Фото: pixabay.com

Фото: pixabay.com

С тех пор, как появился Facebook, я по-новому полюбил первое сентября – из-за фотографий детей, которые все выкладывают в обязательном порядке. Смотришь и думаешь: есть у родины будущее. Как не быть. Вот оно. Вот она – прекрасная Россия будущего в лицах.

Первоклассники серьезные такие: у них начинается новая жизнь. Они теперь взрослые. Прочие все, уже успевшие кое-что про школу узнать, – наоборот, веселые. Грядущие уроки – неприятность, конечно, но это ведь потом, а пока можно просто поболтать с друзьями, которых давно не видел, про лето, которое так подло, так стремительно кончилось. Исключение – будущие выпускники, похорошевшие девочки и неуклюжие мальчики с потешной порослью над верхней губой. Они между мирами, еще в школе и почти уже нет, настоящая новая жизнь дышит в затылок. Там интересно, да, но и страшно немного.

И все красивые невероятно.

Чуть грустно на это смотреть – себя вспоминаешь, никто ведь не молодеет, того, что не сбылось и уже никогда не сбудется, больше, чем того, что сбылось. И перед этой вот прекрасной Россией будущего неловко немного. Они – даже те, которые постарше, – если и слышали уже, читали что-то про разное происходящее в унылой России настоящего, все равно не понимают еще толком, что с каждым годом страна, которую им предстоит обживать, становится чуть менее уютной. Чуть меньше свобод, чуть меньше возможностей, чуть меньше воздуха, чтобы дышать.

Впрочем, про то, что бывает за неаккуратный комментарий или даже за бездумно нажатую кнопку «подписаться» в социальной сети, некоторые из них успевают узнать еще в школе.

В этом году и вовсе все по-особенному, поводов для грусти больше, чем обычно, и дело не только в пандемии, сломавшей традиционный формат торжественных линеек.

Гальванизация трупа

В русской литературе, которую тех немногих детей, которым с учителем повезет, в школе научат любить, а остальных – научат бояться, все уже, конечно, было. Про нас нынешних разные прежде говорили классики, но больше прочих, к сожалению (да, именно что к сожалению), – Михаил Евграфович Салтыков-Щедрин.

«Через неделю (после чего?), – пишет летописец, – глуповцев поразило неслыханное зрелище. Север потемнел и покрылся тучами; из этих туч нечто неслось на город: не то ливень, не то смерч. Полное гнева, оно неслось, буровя землю, грохоча, гудя и стеня и по временам изрыгая из себя какие-то глухие, каркающие звуки. Хотя оно было еще не близко, но воздух в городе заколебался, колокола сами собой загудели, деревья взъерошились, животные обезумели и метались по полю, не находя дороги в город.
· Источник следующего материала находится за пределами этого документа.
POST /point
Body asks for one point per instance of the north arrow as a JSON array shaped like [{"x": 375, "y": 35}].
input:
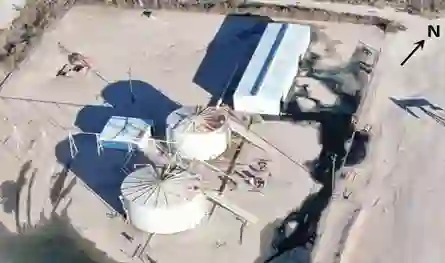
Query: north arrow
[{"x": 419, "y": 44}]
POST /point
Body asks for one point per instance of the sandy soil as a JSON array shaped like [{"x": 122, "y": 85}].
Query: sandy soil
[
  {"x": 163, "y": 59},
  {"x": 394, "y": 201},
  {"x": 395, "y": 206}
]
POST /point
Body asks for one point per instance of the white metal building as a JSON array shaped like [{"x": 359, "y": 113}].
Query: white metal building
[{"x": 272, "y": 68}]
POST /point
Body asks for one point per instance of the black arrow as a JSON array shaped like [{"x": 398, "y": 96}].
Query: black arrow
[{"x": 419, "y": 44}]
Оно близилось, и по мере того как близилось, время останавливало бег свой. Наконец земля затряслась, солнце померкло… глуповцы пали ниц. Неисповедимый ужас выступил на всех лицах, охватил все сердца».
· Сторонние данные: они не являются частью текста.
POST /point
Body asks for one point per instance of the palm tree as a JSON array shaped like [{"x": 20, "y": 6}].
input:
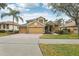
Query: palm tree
[
  {"x": 14, "y": 14},
  {"x": 3, "y": 5}
]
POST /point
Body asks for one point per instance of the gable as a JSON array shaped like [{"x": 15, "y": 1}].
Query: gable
[{"x": 35, "y": 24}]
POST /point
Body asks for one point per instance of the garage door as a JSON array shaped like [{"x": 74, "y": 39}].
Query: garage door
[
  {"x": 36, "y": 30},
  {"x": 23, "y": 30}
]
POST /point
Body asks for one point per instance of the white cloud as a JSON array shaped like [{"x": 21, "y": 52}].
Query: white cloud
[
  {"x": 23, "y": 5},
  {"x": 45, "y": 5}
]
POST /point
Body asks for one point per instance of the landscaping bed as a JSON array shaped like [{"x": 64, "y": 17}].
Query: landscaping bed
[
  {"x": 60, "y": 49},
  {"x": 59, "y": 36}
]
Оно подкрадывалось к детям постепенно: разрасталась изобретенная в ведомстве Сергея Шойгу Юнармия, катились по школам уроки мужества и патриотизма, то там, то здесь пытались возродить добрую советскую традицию проведения «политинформаций» с обязательными рассказами о мудрости президента и его великих свершениях. То там, то здесь не в меру ретивые священники и просто дамы с несложившейся личной жизнью начинали вести факультативы о правильном мироустройстве, в котором место девочек – у плиты и у детской кроватки (с обязательной слезой), а место мальчиков – ну, на войне, естественно, там, где убивают и умирают. Где же еще.